Clean up with reject-ingest <sid> (which knows how to remove pending artifacts and any contributions written into the wiki). The interactive review and reading-approval gates are out of scope for QA seeding — exercise them manually if you need to test those paths.

After every code assignment

Run these in order:

uv sync --dev          # keep dependencies fresh
uv run ruff check      # lint
uv run ruff format     # format
uv run ty check        # type-check
uv run pytest          # run tests

If the change touched any of:

  • Environment variables or config keys.
  • On-disk layout under sources/, <category>/, or ~/.auto-lorebook/.
  • Architecture (pipeline stages, entity model, artifact hashing).

Update the matching page under docs/ in the same commit, then run:

uv run mkdocs build --strict

Doc drift is a CI failure, not a future cleanup task.

Technical writing style

Docstrings and inline comments use telegraphic style:

  • Omit articles ("the", "a"), auxiliary verbs, unnecessary prepositions, filler words.
  • Keep nouns, verbs, adjectives, key modifiers.
  • Don't restate types already in signatures.
  • Don't summarize functions when the name is self-explanatory.
  • Start inline comments lowercase.
  • Use periods only for full sentences.

Wiki pages (docs/*.md) keep full sentences for readability, but still aim for concise — trim wordiness, filler, restating.

Behavior guidelines

These reduce common LLM coding mistakes. For trivial tasks, use judgment; the guidelines bias toward caution over speed.

Think before coding

  • State assumptions explicitly. If uncertain, ask.
  • If multiple interpretations exist, present them — don't pick silently.
  • If a simpler approach exists, say so. Push back when warranted.
  • If something is unclear, stop. Name what's confusing. Ask.

Simplicity first

  • No features beyond what was asked.
  • No abstractions for single-use code.
  • No flexibility or configurability that wasn't requested.
  • No error handling for impossible scenarios.

Ask yourself: "Would a senior engineer say this is overcomplicated?" If yes, simplify.

Surgical changes

  • Touch only what you must.
  • Don't "improve" adjacent code, comments, or formatting.
  • Don't refactor things that aren't broken.
  • Match existing style, even if you'd do it differently.
  • If you notice unrelated dead code, mention it — don't delete it.

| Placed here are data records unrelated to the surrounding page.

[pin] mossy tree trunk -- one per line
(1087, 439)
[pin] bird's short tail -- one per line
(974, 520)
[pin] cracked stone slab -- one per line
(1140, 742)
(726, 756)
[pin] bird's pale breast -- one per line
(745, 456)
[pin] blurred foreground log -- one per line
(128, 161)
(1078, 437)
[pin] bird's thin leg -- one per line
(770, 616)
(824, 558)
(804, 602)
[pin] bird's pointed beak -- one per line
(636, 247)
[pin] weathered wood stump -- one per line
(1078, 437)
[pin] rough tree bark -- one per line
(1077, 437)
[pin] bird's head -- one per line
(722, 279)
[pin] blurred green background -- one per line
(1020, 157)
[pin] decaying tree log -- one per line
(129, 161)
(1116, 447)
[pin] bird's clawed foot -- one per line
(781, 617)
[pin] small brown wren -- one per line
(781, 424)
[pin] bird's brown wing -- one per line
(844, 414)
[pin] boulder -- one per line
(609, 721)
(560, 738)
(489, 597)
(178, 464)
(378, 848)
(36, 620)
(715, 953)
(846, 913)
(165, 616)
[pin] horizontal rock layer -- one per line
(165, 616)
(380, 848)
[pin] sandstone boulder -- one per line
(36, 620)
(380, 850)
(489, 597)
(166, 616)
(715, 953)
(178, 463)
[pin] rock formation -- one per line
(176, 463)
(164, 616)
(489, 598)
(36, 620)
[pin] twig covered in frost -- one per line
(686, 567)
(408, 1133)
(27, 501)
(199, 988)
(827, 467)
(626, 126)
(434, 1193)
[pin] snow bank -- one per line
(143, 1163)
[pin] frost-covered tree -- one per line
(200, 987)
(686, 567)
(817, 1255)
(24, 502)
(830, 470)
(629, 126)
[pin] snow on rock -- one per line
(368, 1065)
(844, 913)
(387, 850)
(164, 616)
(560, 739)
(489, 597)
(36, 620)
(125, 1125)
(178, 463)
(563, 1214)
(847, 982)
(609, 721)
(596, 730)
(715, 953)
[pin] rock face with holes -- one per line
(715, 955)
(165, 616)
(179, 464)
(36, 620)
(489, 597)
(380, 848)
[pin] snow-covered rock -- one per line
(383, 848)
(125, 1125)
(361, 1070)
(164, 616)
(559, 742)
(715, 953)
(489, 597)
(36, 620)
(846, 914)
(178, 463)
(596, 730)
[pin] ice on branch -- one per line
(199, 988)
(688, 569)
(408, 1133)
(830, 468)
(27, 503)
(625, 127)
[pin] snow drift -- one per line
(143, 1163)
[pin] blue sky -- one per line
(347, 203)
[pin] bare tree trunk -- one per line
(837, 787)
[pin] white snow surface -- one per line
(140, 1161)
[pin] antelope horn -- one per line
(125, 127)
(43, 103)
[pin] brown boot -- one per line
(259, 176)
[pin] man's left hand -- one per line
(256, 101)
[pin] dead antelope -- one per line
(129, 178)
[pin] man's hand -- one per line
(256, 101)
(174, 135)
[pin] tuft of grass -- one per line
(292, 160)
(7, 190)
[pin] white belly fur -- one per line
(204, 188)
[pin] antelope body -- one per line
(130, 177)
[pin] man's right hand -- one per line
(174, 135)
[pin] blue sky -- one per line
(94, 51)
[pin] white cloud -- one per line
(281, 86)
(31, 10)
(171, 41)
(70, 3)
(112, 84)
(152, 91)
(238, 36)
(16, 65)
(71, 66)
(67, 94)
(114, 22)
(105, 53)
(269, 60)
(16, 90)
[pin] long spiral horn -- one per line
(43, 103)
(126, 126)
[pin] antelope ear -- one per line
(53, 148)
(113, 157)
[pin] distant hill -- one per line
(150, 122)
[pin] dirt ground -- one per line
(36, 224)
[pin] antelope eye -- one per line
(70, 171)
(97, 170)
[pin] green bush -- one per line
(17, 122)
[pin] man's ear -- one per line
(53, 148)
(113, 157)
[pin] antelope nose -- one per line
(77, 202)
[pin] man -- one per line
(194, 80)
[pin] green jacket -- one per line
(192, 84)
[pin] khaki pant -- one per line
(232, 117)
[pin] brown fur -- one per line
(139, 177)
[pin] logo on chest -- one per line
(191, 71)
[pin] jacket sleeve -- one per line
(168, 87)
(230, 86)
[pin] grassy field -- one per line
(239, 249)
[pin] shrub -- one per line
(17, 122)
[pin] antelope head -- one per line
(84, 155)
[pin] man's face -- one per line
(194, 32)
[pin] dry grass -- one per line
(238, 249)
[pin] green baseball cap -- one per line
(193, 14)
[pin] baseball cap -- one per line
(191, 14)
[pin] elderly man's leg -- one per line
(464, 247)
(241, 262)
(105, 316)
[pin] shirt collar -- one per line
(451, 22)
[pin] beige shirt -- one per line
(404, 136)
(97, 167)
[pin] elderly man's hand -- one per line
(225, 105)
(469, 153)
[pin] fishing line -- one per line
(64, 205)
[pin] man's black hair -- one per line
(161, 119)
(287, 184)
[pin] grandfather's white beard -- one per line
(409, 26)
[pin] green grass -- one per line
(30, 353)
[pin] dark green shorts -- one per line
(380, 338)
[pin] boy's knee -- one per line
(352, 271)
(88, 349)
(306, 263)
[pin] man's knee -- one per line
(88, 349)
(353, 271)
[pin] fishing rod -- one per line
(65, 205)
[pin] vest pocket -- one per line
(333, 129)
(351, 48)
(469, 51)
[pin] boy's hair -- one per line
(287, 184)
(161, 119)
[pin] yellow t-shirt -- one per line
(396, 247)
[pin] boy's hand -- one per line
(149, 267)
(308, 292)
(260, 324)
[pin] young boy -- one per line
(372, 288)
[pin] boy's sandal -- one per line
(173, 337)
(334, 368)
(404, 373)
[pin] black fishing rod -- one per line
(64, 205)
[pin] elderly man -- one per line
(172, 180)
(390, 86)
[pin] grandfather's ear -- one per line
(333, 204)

Every changed line should trace directly to the user's request.

Goal-driven execution

Transform tasks into verifiable goals:

  • "Add validation" → "Write tests for invalid inputs, then make them pass."
  • "Fix the bug" → "Write a test that reproduces it, then make it pass."
  • "Refactor X" → "Ensure tests pass before and after."

Strong success criteria let you loop independently. Weak criteria ("make it work") require constant clarification.

Pull requests

Keep PRs narrow. One feature or fix per PR. Reference the spec section or docs page any non-obvious decision draws from. If the change touches architecture, update docs/architecture/ in the same commit.